The issue seems to primarily occur in the lower portion of the UI - but not always (as shown in the Aurora screen shot)

I am running Win7 64bit Professional - Cubase 8

I have included a couple before and after screenshots. IDEAS?


----------



## Andrew Aversa (May 11, 2015)

Hoo boy. Thanks NI.. looking into it now.


----------



## guydoingmusic (May 11, 2015)

I have the same thing happening here! Ughh!!


----------



## Andrew Aversa (May 11, 2015)

Try hitting the "!" at the top of Kontakt after the issue occurs, does that fix it?


----------



## guydoingmusic (May 11, 2015)

For me it did not work...


----------



## mk282 (May 11, 2015)

Looks like PGS callback doesn't get executed in this particular scenario...

This bug does NOT happen when you drag&drop the NKI over the currently opened NKI. Only when you use prev-next arrows in instrument header.

Everything fixes itself after you restart the engine by pressing "!" in upper right corner, though. So, for the time being, do that.


----------



## guydoingmusic (May 11, 2015)

*Re: Kontakt v5.5 - Library UI Graphics Issue - HELP!*

inside of VEP5 that doesn't work here...


----------



## mk282 (May 11, 2015)

Can you try without VEP, just Kontakt standalone or plugin version?


----------



## catsass (May 11, 2015)

mk282 @ Mon May 11 said:


> This bug does NOT happen when you drag&drop the NKI over the currently opened NKI. Only when you use prev-next arrows in instrument header.


I have verified this to be correct.



mk282 @ Mon May 11 said:


> Everything fixes itself after you restart the engine by pressing "!" in upper right corner, though. So, for the time being, do that.


I have verified this to be correct, as well.

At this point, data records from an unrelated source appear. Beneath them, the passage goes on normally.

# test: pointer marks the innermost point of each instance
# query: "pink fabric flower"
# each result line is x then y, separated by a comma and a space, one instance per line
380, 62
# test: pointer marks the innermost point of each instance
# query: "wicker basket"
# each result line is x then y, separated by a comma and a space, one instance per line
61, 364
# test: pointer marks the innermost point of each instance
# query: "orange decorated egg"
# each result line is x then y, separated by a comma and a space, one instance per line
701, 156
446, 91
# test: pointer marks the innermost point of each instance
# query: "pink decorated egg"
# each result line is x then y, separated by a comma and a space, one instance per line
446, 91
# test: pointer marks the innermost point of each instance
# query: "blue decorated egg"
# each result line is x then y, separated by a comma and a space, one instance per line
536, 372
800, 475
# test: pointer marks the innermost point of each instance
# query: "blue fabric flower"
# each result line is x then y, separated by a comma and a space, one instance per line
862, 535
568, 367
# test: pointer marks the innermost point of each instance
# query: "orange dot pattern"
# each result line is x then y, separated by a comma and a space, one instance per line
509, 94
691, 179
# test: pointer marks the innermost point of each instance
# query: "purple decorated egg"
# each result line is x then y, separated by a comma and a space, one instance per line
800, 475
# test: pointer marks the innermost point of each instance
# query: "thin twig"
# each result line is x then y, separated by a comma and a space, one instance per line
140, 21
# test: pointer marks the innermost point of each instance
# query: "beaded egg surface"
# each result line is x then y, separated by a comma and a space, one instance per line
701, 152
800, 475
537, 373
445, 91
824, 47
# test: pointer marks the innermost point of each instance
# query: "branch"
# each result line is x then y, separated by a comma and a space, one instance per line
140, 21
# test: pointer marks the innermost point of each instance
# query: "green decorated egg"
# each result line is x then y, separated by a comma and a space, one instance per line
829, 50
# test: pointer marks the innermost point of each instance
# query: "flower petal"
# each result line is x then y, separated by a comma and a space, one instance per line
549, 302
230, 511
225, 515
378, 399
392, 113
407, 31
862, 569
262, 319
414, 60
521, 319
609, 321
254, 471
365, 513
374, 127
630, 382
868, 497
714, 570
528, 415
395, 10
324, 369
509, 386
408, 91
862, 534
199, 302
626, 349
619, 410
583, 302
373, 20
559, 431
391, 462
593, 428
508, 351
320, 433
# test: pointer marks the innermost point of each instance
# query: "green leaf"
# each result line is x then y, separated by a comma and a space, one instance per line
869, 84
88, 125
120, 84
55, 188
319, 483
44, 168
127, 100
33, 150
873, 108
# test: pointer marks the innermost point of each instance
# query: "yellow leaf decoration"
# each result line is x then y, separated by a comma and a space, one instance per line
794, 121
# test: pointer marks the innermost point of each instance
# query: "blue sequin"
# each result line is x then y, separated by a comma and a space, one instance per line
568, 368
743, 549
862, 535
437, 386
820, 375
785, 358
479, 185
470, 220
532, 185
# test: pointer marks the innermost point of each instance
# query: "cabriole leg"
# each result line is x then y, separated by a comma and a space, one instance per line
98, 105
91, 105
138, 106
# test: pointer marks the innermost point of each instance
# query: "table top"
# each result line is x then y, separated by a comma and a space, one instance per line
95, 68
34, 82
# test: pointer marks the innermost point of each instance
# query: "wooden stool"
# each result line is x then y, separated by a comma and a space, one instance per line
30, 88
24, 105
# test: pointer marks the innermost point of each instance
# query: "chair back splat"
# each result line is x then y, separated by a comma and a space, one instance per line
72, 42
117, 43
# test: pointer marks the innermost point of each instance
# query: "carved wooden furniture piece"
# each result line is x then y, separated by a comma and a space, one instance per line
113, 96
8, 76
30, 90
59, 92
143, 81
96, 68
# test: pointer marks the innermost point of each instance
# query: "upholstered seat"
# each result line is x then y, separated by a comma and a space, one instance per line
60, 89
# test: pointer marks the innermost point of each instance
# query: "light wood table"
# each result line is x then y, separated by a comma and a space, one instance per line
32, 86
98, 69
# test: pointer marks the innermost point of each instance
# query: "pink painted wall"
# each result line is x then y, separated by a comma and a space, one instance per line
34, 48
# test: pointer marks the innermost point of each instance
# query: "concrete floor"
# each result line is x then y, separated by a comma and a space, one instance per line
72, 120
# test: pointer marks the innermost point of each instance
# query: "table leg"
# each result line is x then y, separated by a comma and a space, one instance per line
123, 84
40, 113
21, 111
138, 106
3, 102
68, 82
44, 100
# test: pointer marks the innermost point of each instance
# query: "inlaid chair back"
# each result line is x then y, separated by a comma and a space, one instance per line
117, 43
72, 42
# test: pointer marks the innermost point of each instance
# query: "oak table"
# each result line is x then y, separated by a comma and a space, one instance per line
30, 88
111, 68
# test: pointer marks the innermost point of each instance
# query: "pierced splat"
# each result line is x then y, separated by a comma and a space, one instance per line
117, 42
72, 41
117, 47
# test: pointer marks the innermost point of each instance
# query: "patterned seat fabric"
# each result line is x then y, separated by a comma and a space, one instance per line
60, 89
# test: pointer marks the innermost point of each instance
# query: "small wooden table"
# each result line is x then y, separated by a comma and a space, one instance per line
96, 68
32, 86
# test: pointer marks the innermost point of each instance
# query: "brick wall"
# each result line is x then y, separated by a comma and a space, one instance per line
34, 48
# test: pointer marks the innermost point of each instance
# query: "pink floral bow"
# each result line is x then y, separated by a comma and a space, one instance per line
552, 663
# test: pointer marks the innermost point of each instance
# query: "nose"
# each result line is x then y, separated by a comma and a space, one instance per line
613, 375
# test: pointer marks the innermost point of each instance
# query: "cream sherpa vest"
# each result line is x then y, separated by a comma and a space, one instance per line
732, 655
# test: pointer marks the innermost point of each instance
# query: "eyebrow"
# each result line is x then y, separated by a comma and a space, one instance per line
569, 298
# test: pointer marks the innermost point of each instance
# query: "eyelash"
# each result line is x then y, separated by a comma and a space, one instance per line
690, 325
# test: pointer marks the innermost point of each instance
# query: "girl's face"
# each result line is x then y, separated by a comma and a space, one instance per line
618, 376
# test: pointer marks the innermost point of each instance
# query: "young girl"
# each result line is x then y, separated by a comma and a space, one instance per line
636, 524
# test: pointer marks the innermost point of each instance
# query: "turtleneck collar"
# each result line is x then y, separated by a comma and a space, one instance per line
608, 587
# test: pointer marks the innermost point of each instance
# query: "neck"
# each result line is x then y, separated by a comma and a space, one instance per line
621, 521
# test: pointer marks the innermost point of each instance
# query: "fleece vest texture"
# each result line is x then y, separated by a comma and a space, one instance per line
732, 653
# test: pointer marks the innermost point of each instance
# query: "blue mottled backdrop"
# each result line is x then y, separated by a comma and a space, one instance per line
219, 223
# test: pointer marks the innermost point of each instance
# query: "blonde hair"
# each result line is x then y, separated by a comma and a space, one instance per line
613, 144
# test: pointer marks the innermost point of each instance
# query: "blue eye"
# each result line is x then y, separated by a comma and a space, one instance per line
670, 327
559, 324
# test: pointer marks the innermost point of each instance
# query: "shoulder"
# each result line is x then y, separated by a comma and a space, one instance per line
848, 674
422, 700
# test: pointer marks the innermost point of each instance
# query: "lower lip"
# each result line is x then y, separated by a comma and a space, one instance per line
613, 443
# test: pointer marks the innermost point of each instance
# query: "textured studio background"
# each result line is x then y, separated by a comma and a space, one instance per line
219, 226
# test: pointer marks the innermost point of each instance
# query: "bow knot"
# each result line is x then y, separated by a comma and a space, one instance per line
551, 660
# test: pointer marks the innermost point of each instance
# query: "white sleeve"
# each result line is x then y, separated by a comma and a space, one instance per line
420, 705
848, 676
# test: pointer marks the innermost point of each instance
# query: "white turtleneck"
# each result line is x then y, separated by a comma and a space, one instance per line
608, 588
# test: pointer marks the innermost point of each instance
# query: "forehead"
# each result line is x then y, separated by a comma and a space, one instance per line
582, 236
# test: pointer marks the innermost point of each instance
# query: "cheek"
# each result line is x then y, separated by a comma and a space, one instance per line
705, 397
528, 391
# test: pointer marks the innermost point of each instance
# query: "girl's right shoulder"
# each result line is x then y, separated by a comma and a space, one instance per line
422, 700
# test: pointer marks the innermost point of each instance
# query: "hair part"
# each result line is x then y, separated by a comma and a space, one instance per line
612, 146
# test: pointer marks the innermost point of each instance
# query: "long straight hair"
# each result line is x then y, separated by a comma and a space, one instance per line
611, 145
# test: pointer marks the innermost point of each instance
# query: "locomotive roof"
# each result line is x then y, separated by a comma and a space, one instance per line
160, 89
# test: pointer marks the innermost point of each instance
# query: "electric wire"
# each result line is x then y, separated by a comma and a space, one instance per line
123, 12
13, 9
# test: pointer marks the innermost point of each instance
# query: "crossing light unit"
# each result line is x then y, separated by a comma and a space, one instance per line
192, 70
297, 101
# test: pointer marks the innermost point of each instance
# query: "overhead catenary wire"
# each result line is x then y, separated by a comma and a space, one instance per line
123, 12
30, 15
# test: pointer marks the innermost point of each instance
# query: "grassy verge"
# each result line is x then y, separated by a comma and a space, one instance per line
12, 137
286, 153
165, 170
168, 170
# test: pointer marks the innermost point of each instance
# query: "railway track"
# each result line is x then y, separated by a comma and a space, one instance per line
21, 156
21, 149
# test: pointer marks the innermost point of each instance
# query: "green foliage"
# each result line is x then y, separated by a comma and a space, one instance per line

Thanks for the workarounds! They will certainly suffice for the time being.


----------



## guydoingmusic (May 11, 2015)

mk282 @ Mon May 11 said:


> Can you try without VEP, just Kontakt standalone or plugin version?



Works inside of Cubase. Works with Kontakt in standalone. But not in VEP5.

I restarted VEP5 just to make sure.


----------



## Casey Edwards (May 11, 2015)

*Re: Kontakt v5.5 - Library UI Graphics Issue - HELP!*

There has been a known VEPro + Kontakt UI bug for years now. Make sure your VEPro instance is connected to your DAW. That 'should' fix the problem.


----------



## mc_deli (May 11, 2015)

Hang on - I get this messed up GUI behavior using K5.4 inside Logic 10.1.1 seemingly at random. And it doesn't matter how I set up the multi, if I drag, overlay or load.

When the GUI is bugged like this the only way out is to reload the instruments :(

And "!" does not fix it for me... I have to restart Logic or reload the instruments


----------



## paoling (May 11, 2015)

Fortunately in AURORA it seems enough to click on a layer or to click on another page to see everything in the right way. Actually clicking on the ! works for AURORA.

I think that's something which ignores the hide settings on the "on init" callback. So something that should be shown as hidden is actually seen.


----------